What's everyone reading?
So I read about the UK trend for saunas at work – actual work! – with disbelief. Shoreditch-based fintech company Wise has one, and Arc in Canary Wharf is popular among local employers, who book group brainstorming sessions in its 65-person sauna lounge. OK. I can understand ‘break-out’ areas, ping-pong tables and even team-building weekends. I can also understand that Big Work needs to find new and fun ways to lure young people away from their kitchen tables and into the office.
In fact, Gen Z actively want to be lured back – last year, a survey of 8,000 found that 45 per cent of Gen Z respondents said they were looking for a job with more social interaction because 38 per cent admit to feeling lonely. But I’m not sure they meant they wanted to whip off their Reiss pantsuits and compare moles with the man two desks over with the incredibly loud laugh. Perhaps they just wanted to go bowling. This strikes me as a simple generational disconnect regarding what is ‘fun’.

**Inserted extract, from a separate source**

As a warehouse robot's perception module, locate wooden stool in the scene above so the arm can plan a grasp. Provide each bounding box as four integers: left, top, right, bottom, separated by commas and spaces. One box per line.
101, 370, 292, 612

Consider the other practicalities of the office sauna: what if you badly need the key to the stationery cupboard, but only Claire knows where the key is to that cupboard, and she’s in the sauna? You now have to knock on the sauna door, fully dressed, and clomp inside in your work shoes and say: ‘Sorry, Claire, do you know where the key to the stationery cupboard is?’
This is also an HR bomb waiting to explode. Am I the only one seeing this? Consider towel slippages, nudity etiquette or things mistakenly said because you are so hot that there is a loud whistling and throbbing in your head, eliminating all super-ego faculties.
It also puts employees who are shy about their bodies at a distinct disadvantage. Sure, Rob is more than happy to throw off his button-down and jump onto those hot, fragrant planks to bend the ear of the boss in a relaxed way, all the while showing said boss what a modern person he is, so cool and chill about being undressed and boiling hot.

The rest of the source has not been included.